El gran CACIQUE GUANENTA ofrendó su vida en defensa de los suyos en este encuentro con el invasor. Fue un hombre de valentía y arrojo incomparables, siempre estuvo marchando con sus subalternos, iba a la vanguardia para infundirles valor.  “Fue el más esforzado y mayormente preocupado por el bien y el honor de su raza”.

Galeano satisfecho de la hecatombe con sus soldados marcharon a BUTAREGUA. Los indios no esperaron a los españoles,  ya sabían de la crueldad que habían mostrado con sus vecinos de Guanentá. Abandonaron sus chozas y se fortificaron en la parte alta, en las cuevas y salientes de la peña.

Los españoles, con táctica depravada, simularon subir hacia ellos y estando ya cerca de la parte alta, se devolvieron, haciendo creer a los indios que lo hacían por temor a ellos. Así lograron que éstos descendieran en su persecución hacia la parte baja, donde era más fácil combatirlos. Galeano y sus acompañantes los embistieron sacrificando inoficiosamente a centenares muchos indígenas.

El Río un testigo mudo
Debemos anotar que ninguno de los historiadores mencionan víctimas españolas en estas batallas, a no ser la de Pedro Vásquez.
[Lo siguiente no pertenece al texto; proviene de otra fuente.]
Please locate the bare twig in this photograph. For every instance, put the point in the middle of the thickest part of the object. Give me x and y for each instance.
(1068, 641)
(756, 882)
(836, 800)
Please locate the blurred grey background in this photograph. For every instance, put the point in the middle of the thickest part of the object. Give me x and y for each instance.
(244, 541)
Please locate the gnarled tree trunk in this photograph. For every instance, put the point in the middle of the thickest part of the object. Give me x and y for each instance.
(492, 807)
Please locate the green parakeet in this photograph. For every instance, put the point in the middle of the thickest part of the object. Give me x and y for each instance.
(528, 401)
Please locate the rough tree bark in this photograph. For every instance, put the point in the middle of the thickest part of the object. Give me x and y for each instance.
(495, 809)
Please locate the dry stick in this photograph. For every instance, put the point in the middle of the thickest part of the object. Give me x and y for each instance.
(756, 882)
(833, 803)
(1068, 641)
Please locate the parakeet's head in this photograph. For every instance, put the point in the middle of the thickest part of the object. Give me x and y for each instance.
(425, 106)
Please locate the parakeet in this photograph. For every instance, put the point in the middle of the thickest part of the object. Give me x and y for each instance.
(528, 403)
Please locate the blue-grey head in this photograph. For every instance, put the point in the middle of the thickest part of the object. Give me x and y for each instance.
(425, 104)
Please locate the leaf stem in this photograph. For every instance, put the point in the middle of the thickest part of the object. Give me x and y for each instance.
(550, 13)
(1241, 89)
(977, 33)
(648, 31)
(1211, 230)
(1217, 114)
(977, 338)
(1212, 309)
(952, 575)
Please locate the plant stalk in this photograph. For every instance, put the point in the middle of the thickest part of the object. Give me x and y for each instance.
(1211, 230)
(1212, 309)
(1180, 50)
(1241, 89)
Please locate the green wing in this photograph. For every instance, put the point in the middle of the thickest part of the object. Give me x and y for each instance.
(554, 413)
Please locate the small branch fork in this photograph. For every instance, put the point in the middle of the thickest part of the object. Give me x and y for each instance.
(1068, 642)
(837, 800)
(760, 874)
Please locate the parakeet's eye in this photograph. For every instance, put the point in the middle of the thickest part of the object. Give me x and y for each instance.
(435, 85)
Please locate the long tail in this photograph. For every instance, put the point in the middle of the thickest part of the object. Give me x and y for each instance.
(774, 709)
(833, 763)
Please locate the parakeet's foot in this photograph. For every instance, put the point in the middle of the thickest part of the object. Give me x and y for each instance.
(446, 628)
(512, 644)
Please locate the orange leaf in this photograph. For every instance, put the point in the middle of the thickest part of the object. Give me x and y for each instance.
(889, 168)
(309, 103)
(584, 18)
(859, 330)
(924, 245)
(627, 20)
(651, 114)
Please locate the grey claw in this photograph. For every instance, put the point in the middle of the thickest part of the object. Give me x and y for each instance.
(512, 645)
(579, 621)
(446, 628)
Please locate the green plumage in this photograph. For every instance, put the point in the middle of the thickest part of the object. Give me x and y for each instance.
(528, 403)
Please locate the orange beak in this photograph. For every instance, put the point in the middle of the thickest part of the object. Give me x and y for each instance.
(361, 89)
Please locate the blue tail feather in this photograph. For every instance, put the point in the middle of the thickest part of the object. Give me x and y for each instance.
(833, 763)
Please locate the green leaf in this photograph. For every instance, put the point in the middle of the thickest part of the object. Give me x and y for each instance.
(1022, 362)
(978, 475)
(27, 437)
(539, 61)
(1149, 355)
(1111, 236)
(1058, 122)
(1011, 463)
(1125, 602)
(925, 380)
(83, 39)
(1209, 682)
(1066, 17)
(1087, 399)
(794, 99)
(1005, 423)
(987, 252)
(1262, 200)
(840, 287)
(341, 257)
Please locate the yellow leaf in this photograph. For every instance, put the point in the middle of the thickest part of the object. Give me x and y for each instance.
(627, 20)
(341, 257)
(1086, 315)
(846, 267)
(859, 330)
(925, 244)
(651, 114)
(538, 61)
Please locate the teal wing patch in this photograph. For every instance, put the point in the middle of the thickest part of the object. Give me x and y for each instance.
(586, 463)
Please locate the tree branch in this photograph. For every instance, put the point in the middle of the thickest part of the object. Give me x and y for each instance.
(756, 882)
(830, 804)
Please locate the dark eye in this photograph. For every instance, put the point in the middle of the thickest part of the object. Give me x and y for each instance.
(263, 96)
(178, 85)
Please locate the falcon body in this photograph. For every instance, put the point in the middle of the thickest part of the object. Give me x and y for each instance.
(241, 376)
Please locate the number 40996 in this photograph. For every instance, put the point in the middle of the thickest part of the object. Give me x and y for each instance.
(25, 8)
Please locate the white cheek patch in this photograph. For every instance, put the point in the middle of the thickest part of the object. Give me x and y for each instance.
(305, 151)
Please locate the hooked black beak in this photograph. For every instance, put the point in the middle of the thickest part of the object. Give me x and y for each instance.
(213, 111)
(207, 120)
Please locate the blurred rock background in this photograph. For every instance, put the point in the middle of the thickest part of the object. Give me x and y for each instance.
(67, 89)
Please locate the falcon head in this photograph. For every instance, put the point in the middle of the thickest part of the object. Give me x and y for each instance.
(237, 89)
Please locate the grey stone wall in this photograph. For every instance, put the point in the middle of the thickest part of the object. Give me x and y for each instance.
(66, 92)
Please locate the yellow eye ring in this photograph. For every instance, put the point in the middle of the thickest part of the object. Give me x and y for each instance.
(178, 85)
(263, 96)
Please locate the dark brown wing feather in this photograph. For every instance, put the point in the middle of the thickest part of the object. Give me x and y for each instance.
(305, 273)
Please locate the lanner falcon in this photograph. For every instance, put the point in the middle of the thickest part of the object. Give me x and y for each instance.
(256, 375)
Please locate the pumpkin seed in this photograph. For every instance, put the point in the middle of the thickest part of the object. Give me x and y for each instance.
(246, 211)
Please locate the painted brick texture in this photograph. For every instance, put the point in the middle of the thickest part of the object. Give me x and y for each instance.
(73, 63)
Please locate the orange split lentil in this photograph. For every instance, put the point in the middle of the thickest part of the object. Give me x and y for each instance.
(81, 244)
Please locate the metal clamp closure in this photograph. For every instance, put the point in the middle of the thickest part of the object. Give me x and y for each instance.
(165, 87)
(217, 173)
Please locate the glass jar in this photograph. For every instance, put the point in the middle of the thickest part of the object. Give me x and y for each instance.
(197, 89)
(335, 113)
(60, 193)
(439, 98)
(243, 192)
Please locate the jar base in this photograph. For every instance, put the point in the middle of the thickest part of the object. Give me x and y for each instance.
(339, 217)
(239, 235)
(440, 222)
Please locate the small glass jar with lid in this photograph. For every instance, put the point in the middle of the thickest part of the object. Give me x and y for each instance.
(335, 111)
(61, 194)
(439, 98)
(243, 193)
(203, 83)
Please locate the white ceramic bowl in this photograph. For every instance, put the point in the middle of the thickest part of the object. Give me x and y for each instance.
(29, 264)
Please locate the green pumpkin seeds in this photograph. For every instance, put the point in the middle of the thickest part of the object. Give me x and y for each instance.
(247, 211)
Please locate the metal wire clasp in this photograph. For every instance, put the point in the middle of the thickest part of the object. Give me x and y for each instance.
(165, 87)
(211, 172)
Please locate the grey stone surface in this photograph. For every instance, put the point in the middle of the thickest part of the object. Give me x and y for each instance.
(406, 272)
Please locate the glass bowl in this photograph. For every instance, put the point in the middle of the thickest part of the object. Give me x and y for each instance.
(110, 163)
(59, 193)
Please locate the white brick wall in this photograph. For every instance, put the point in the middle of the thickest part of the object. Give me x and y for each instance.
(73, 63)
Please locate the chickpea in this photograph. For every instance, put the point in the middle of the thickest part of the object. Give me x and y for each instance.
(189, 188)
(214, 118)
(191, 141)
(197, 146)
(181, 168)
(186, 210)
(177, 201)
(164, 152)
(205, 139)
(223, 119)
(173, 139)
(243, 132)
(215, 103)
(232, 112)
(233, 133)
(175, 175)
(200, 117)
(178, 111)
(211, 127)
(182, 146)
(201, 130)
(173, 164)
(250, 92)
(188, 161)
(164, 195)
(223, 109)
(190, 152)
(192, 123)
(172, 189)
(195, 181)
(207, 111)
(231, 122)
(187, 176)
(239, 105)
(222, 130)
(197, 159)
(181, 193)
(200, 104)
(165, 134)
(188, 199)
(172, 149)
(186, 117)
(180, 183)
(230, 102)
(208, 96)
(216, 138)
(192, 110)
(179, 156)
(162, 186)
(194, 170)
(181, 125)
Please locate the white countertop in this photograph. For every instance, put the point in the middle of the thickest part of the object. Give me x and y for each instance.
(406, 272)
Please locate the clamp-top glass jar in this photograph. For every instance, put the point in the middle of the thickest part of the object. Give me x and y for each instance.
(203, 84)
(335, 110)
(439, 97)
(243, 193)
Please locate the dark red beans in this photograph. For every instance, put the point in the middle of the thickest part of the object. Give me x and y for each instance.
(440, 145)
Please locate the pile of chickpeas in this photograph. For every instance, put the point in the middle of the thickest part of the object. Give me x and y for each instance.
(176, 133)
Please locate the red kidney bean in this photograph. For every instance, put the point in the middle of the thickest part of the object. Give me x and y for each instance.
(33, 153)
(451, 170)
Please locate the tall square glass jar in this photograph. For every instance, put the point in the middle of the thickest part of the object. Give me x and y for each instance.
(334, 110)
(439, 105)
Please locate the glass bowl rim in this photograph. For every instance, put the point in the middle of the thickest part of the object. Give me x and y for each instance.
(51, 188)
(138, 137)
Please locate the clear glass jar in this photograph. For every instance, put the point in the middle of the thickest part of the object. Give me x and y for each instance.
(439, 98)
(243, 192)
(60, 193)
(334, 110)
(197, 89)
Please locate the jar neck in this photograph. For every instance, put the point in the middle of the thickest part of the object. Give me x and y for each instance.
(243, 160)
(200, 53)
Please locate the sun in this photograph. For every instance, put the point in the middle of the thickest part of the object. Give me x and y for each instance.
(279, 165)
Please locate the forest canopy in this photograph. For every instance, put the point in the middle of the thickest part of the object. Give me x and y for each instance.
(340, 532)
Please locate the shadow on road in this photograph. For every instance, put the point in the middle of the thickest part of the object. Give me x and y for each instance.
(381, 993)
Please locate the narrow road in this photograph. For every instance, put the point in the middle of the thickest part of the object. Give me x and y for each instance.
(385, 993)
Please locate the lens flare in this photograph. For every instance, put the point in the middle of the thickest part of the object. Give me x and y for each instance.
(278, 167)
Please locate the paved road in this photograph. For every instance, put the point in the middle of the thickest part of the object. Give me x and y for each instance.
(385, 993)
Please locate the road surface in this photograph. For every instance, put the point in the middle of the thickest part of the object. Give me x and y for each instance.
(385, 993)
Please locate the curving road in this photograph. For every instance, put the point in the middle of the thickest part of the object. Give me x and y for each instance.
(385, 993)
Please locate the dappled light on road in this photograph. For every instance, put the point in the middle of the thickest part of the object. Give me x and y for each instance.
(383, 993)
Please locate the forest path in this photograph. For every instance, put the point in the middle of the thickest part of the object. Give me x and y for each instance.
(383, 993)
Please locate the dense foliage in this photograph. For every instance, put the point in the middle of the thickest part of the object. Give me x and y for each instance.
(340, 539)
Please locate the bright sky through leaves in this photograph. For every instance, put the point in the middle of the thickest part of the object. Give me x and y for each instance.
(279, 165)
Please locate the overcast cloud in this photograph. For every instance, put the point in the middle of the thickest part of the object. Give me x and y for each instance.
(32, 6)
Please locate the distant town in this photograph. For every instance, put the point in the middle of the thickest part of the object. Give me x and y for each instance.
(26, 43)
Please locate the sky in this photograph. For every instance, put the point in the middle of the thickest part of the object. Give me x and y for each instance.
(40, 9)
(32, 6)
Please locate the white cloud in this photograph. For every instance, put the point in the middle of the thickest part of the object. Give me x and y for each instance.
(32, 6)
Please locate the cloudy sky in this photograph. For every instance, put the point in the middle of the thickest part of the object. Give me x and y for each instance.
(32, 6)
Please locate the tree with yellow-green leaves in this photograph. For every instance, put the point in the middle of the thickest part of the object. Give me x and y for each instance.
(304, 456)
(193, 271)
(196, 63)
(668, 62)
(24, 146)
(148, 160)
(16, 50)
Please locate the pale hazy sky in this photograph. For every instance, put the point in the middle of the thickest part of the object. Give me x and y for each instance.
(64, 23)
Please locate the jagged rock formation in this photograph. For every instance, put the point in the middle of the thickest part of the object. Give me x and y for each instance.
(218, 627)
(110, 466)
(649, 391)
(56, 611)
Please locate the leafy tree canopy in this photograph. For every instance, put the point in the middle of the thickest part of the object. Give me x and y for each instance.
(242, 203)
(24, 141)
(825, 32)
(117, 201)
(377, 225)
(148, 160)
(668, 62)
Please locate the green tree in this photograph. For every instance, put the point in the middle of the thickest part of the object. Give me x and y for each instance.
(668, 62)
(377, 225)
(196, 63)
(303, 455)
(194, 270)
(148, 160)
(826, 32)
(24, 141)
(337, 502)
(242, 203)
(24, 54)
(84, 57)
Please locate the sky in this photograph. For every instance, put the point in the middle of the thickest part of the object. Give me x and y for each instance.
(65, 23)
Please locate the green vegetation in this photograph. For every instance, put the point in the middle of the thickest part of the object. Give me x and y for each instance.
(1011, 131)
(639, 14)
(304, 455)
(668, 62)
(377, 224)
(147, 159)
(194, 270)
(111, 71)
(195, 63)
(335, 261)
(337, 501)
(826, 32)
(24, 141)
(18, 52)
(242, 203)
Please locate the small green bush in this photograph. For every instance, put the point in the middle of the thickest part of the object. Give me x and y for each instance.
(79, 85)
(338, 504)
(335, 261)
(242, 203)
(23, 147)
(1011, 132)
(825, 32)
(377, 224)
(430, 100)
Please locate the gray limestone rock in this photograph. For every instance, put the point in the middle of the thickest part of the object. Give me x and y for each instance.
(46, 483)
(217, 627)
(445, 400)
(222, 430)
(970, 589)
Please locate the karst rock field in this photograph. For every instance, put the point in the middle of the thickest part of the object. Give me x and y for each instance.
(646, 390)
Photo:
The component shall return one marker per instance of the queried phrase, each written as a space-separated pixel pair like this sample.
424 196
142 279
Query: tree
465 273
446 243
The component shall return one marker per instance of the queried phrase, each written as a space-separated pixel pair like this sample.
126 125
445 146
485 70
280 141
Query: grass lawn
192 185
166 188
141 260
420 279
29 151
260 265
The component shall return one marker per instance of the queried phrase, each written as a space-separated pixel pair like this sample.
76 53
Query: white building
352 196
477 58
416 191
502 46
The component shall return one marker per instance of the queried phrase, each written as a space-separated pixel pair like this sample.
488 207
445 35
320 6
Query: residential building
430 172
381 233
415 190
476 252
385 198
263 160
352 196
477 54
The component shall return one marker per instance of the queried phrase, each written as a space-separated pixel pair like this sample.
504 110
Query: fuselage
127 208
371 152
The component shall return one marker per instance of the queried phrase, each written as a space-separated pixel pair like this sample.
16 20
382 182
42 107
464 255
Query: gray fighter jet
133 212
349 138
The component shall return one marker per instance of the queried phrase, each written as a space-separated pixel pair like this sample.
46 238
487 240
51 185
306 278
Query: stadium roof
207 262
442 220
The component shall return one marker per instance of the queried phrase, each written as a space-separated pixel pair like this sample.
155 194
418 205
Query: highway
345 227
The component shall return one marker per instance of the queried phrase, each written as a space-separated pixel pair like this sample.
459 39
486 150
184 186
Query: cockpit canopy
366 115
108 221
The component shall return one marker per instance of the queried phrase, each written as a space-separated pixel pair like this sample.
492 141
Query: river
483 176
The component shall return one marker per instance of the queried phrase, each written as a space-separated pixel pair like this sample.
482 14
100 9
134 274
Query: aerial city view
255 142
Al contrario, cuentan que a los nativos que murieron en defensa de sus tierras y de sus derechos naturales y sacrosantos por millares.  Aquí murió físicamente el Cacique Guanentá y señor de las tierras de Guane, pero igualmente se hizo inmortal para la humanidad. A pesar de ser la antigua sede Cacique, hoy, un lugar turístico, no hay un monumento a su memoria.

Líder indígena jefe supremo del pueblo Guane, quien se opuso a las violaciones y genocidio cometido por los conquistadores españoles y el Papado de turno quienes bajo el derecho internacional de la época (Bulas Papales), cometieron todos los atropellos que la mente humana pueda concebir. Vivió en Xérira, (Hoy Los Santos Santander). Murió  en 1549. Hace poco fue descubierta su tumba en una cueva a la que  es posible acceder a través de caminos muy escarpados y peligrosos frente a los elevados farallones del Cañón del Río Chicamocha. El investigador colombiano, Alejandro Navas, escribió una admirable obra de estudio y análisis arqueológico, llamado La Caverna del Guerrero”,  reconocida como la tumba del cacique Guanentá.